Die dem Kläger zugeordnete Tätigkeit ist nicht vollständig durch technische und organisatorische Maßnahmen so zu ändern, dass dieser seine vollständige Arbeitsleistung von zu Hause aus erbringen könnte. Da es bei der Beklagten an der Einrichtung der elektronischen Bauakten bislang fehlt, können die erforderlichen Arbeitsmittel nicht mit zumutbarem Aufwand für die Arbeit zu Hause zur Verfügung gestellt werden. Insbesondere das Einscannen großer Karten ist bei der Beklagten noch nicht erfolgt.



Das Abholen von Bauakten mit Plänen setzt zudem den Besuch des Rathauses und damit den möglichen Kontakt mit anderen Arbeitnehmern voraus. Da die Pläne in der Zeit, in der sie der Kläger zu Hause bearbeitet, anderen Mitarbeitern nicht zugänglich sind, müssten Kopien angefertigt werden. Auch ist zu berücksichtigen, dass das nächtliche Abholen der Akten nicht mit § 5 ArbZG zu vereinbaren ist, da es Arbeitszeit darstellt und regelmäßig in der 11stündigen Ruhezeit liegen dürfte. Ebenso ist es nicht zumutbar, die Bürgerberatungen auf offener Straße durchführen zu lassen.



Letztlich ist auch das durchgeführte BEM nicht zu dem Ergebnis gelangt, dass die Arbeit des Klägers so umorganisiert werden kann, dass eine der Beklagten zumutbare Umorganisation der Arbeit die Arbeitsfähigkeit des Klägers wiederherstellen könnte.



Sollte der Kläger vollständig arbeitsfähig werden, also auch Teiltätigkeiten mit Maske erbringen können, ist die Abwägung der Zumutbarkeit der Einrichtung eines häuslichen Teilarbeitsplatzes neu vorzunehmen.

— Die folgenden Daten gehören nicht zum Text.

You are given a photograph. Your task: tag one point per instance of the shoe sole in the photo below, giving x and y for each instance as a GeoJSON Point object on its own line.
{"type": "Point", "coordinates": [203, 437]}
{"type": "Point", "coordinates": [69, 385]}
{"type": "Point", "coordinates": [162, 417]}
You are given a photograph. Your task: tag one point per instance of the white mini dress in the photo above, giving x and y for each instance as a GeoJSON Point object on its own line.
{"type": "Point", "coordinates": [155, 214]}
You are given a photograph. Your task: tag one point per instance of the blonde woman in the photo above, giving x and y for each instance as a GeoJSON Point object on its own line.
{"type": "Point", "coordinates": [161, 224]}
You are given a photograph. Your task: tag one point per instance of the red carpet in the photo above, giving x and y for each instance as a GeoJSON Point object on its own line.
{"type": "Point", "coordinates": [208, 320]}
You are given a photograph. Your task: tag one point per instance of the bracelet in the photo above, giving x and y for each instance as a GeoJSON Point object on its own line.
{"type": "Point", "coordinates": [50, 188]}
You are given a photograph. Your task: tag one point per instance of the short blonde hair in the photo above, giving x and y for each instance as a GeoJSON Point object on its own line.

Auf die Frage, ob die persönliche Eignung des Klägers eine enge persönliche Führung durch den Vorgesetzten erforderlich macht und digitale Konferenzen nicht in gleicher Weise zu einer brauchbaren Arbeitsleistung führen, wie die direkte Anweisung im Büro, kommt es deshalb derzeit nicht an.



Die Kostenentscheidung folgt aus § 97 ZPO.



Der Rechtszug des einstweiligen Verfügungsverfahrens endet bei dem Landesarbeitsgericht. Ein Rechtsmittel ist nicht gegeben.